Eric Wrote:Manchin and Sinema ARE the real story. There are 48 center-left and left Democrats in the Senate who cooperate and make good proposals and vote for them, and about 217 in the House who do the same, and 2 senators who seriously water down the proposals or block them entirely by upholding the filibuster. Given that, there is no basis for saying that there is infighting in the Democratic Party. What counts is what comes out of the government and what the voters do, not what some extreme big mouths say who have no say.
The problem thus is in the middle of the spectrum, not on the left.
And the problem is anyone in the middle who is horrified by political correctness to the extent that they don't support real Democratic candidates, and fall to the propaganda like antifa and black lives matter causing riots and open borders and pronouns and critical race theory and welfare cheats and all that jazz.
You're talking policy and they're talking emotion. The theater aspect sticks, and the Right is really good at it. It's impossible to refute some video of a group of WOKE people protesting the use by others of the wrong pronouns. They are their own parody. It's silly, and it has major impact.
I'm just wondering what the electoral effect is. Knocking the woke people might raise the Republican vote, since that's all they have to offer: sensations, symbols, slogans. Make people upset about a few "woke" fanatics on the other side; blame them for everything; make black lives matter responsible for riots, denounce the caravans of criminal immigrants streaming across open borders, etc. There are always going to be angry people around across the political spectrum, and there always have been. I don't always like them either. Trump and his Republicans are focusing on them because they have nothing else to offer. Just arouse fear and point fingers at a few extremists who have no power and who sound mean. These Republicans are just like Nazis pointing their fingers of blame at Jews and Communists and exaggerating their threats.
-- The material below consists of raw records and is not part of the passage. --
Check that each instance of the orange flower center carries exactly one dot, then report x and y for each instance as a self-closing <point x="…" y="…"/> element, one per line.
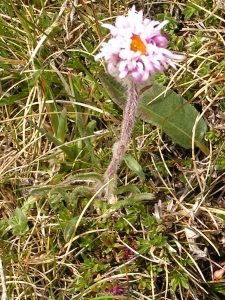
<point x="137" y="44"/>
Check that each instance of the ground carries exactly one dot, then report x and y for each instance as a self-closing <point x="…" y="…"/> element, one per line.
<point x="163" y="236"/>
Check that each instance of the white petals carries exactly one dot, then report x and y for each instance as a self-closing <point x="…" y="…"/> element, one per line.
<point x="122" y="61"/>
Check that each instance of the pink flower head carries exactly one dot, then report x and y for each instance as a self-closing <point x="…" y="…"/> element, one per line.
<point x="137" y="47"/>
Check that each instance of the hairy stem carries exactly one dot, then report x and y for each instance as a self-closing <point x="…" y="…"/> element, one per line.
<point x="127" y="127"/>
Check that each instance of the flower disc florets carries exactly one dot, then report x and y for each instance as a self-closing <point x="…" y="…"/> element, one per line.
<point x="137" y="47"/>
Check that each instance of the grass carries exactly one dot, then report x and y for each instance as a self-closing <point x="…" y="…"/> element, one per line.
<point x="59" y="240"/>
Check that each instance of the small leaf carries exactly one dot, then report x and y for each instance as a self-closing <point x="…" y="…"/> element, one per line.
<point x="62" y="126"/>
<point x="69" y="230"/>
<point x="19" y="222"/>
<point x="163" y="108"/>
<point x="54" y="140"/>
<point x="134" y="166"/>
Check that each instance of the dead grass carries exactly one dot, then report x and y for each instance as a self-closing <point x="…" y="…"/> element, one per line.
<point x="65" y="248"/>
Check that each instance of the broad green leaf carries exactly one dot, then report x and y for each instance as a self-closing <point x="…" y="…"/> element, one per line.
<point x="164" y="109"/>
<point x="134" y="166"/>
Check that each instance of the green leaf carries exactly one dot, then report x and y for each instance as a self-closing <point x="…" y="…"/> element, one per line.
<point x="164" y="109"/>
<point x="69" y="230"/>
<point x="54" y="140"/>
<point x="62" y="127"/>
<point x="19" y="222"/>
<point x="11" y="99"/>
<point x="134" y="166"/>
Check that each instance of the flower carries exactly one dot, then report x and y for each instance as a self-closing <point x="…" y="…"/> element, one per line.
<point x="137" y="47"/>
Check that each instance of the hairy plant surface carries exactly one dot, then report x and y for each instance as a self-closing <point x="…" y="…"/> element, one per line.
<point x="162" y="236"/>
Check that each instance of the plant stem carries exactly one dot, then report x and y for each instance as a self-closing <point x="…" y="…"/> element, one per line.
<point x="127" y="127"/>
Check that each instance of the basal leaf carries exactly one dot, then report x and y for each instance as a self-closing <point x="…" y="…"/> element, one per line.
<point x="164" y="109"/>
<point x="134" y="165"/>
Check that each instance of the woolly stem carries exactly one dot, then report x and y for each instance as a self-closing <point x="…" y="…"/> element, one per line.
<point x="127" y="127"/>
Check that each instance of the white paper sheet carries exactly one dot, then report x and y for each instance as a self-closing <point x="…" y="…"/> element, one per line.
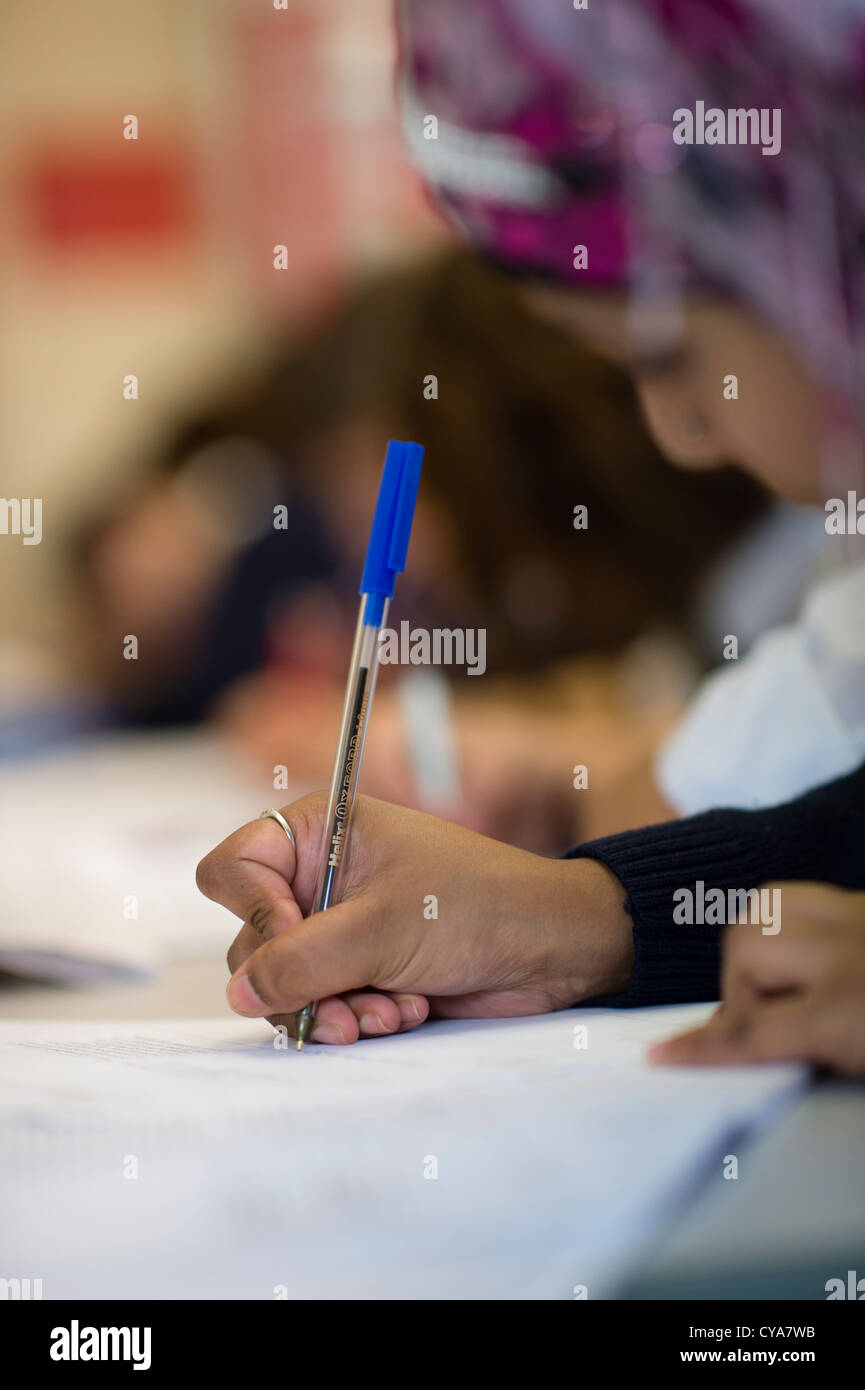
<point x="263" y="1172"/>
<point x="98" y="854"/>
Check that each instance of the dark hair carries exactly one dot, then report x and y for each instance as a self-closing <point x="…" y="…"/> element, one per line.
<point x="526" y="427"/>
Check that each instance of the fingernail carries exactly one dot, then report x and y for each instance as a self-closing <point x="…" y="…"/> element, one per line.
<point x="244" y="998"/>
<point x="373" y="1023"/>
<point x="327" y="1033"/>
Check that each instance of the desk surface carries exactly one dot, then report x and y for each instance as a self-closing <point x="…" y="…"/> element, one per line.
<point x="791" y="1219"/>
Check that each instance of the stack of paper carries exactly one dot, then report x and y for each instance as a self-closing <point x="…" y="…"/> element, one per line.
<point x="470" y="1159"/>
<point x="99" y="847"/>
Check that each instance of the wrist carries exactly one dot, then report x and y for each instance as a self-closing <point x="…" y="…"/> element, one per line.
<point x="595" y="933"/>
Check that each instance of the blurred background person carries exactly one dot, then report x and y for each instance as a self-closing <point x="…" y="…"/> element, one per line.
<point x="242" y="619"/>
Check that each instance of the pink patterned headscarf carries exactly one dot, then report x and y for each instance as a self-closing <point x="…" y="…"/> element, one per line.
<point x="555" y="129"/>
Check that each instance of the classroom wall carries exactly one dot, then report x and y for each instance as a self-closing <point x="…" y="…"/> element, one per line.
<point x="155" y="256"/>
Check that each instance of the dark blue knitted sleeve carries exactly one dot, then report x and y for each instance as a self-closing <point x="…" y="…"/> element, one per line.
<point x="819" y="836"/>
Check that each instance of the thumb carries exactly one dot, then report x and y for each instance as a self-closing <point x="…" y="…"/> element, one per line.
<point x="327" y="954"/>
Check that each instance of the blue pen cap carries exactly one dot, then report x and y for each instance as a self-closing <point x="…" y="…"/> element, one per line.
<point x="385" y="556"/>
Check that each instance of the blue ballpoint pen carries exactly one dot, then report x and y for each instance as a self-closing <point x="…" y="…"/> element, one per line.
<point x="385" y="559"/>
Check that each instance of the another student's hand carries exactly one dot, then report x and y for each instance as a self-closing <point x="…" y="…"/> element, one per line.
<point x="433" y="919"/>
<point x="798" y="995"/>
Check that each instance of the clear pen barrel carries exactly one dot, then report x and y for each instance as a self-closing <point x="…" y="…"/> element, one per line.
<point x="349" y="752"/>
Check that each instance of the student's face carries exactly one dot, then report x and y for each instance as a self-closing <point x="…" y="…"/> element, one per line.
<point x="771" y="430"/>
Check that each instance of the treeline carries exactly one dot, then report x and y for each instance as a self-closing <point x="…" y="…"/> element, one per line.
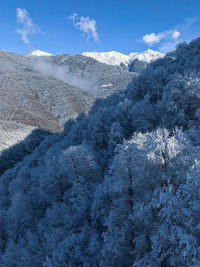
<point x="119" y="186"/>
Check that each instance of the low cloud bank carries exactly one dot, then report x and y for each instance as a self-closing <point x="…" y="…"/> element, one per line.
<point x="87" y="82"/>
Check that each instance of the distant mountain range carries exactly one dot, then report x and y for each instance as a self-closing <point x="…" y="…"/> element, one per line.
<point x="116" y="58"/>
<point x="135" y="62"/>
<point x="43" y="91"/>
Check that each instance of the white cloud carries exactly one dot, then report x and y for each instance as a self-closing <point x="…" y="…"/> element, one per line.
<point x="28" y="27"/>
<point x="154" y="38"/>
<point x="176" y="34"/>
<point x="86" y="25"/>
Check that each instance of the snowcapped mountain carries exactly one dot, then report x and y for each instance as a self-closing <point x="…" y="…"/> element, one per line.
<point x="147" y="56"/>
<point x="39" y="53"/>
<point x="111" y="58"/>
<point x="116" y="58"/>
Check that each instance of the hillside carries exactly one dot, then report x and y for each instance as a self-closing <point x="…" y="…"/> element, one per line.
<point x="35" y="94"/>
<point x="120" y="185"/>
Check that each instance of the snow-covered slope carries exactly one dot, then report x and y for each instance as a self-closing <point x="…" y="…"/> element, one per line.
<point x="39" y="53"/>
<point x="147" y="56"/>
<point x="116" y="58"/>
<point x="45" y="91"/>
<point x="111" y="58"/>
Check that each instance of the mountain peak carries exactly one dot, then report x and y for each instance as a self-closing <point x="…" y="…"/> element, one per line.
<point x="116" y="58"/>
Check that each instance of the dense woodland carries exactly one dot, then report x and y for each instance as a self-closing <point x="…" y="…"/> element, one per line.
<point x="119" y="186"/>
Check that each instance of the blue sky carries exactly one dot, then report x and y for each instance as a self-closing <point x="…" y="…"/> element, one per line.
<point x="66" y="26"/>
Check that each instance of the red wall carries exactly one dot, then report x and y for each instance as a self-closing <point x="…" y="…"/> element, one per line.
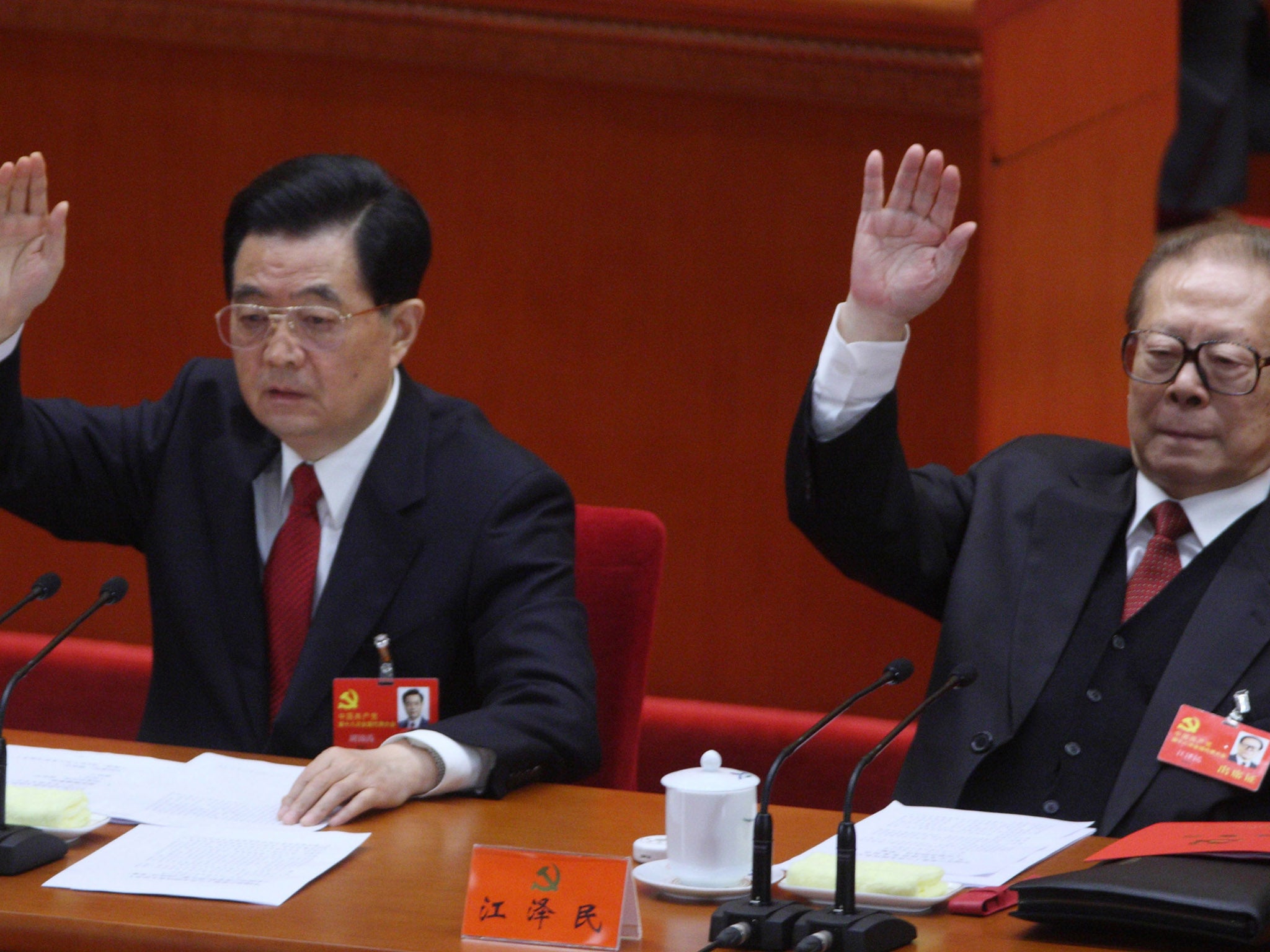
<point x="633" y="278"/>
So the Republicans are able to get power this way, because in this era of neoliberal cynical social breakdown, people mindlessly fall for these anti-woke slogans and symbols of fear and hatred, but I don't blame the leftist fanatics for this; I blame those like DeSantis making hay about them, and the voters who fall for the hay. But the result is what we've got, a stalemate between those who fall for the emotions and the slogans (and the Republicans voted into office by them), and those honestly interested in policy and solving problems (Democrats), both currently dominated by Manchin and Sinema.